“Pardon, Mademoiselle, for having taken your arm—it seemed best—you were evidently—” I stopped lamely, a prey to the diffidence I had felt in her presence from the first approach.

She had not moved.

“I hope I did not offend you—”

“No, no,” she said suddenly. “It was a dream—a terrible dream!”

Her voice was not yet under control. I waited, but having said this, she drew back into her silence. Presently, I heard her settling back into her chair. Quiet had returned to the deck. I sat there, keenly awake. The memory of her cry haunted me and, though the utter blackness prevented my seeing her, I had the feeling that she, too, was tremulously, nervously awake at my side.

* * * * *

Often have I wondered what makes us so blind to our own selves, and sometimes I think it is our insistence in seeing our lives as a logical development. We seek in all phases of life a working formula (formulas which are not knowledge but the substitute for knowledge) and we early adopt a formula about our own selves. We never see ourselves whole because, perhaps, we never complete our own image.

* * * * *

I know that I, too, am a slave to my own formula.
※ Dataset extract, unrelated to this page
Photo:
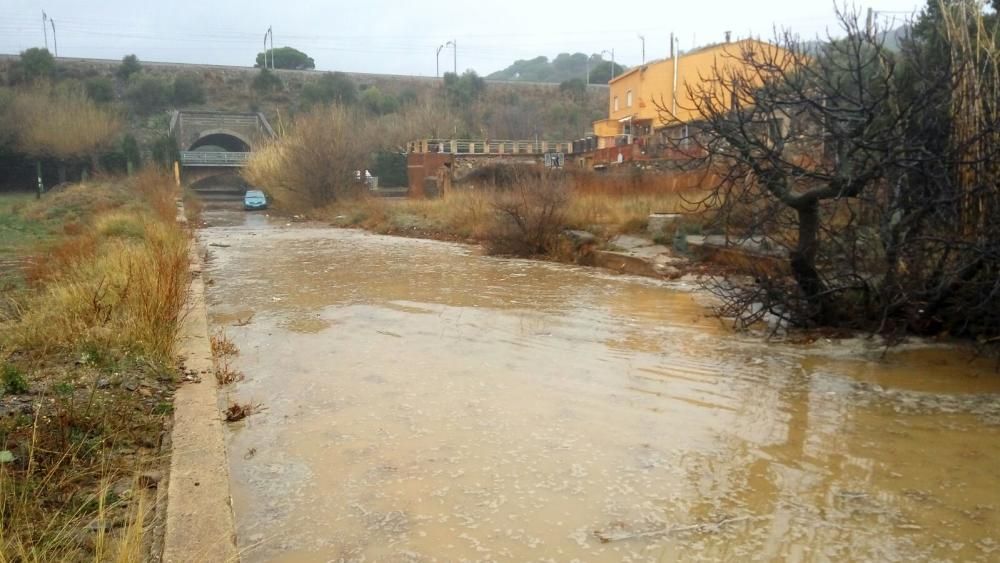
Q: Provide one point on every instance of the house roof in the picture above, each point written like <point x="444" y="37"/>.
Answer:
<point x="701" y="49"/>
I say to myself that I am an average man,—that, given a problem of action, I will do under given circumstances just what the average man will do; that, if I am better or worse, it is all in the quality of opportunity. I am influenced largely by the judgment my neighbors would pass on me—by a desire to maintain my own self-respect, or to return to it—and yet I am conscious of but a distant and imperfect acquaintance with this self which is my court of last judgment. And, when I have said all this, I am conscious that I have explained nothing,—that there is always at the bottom of myself some unpremeditated, rebellious impulse that in the moments of most determined progress towards a given point suddenly sends me blindly in another direction. What is that invisible, intangible sense? I obey by instinct something that I do not comprehend. I follow myself through changing phases and wonder at the instinct that brings me back to the level of common sense—as a ship in a storm struggles to right itself. I am here as I am to-day by some agency that mystifies me,—invisible forces from without, or some instinct from within. Yet as I look back I see no logical relation in the process.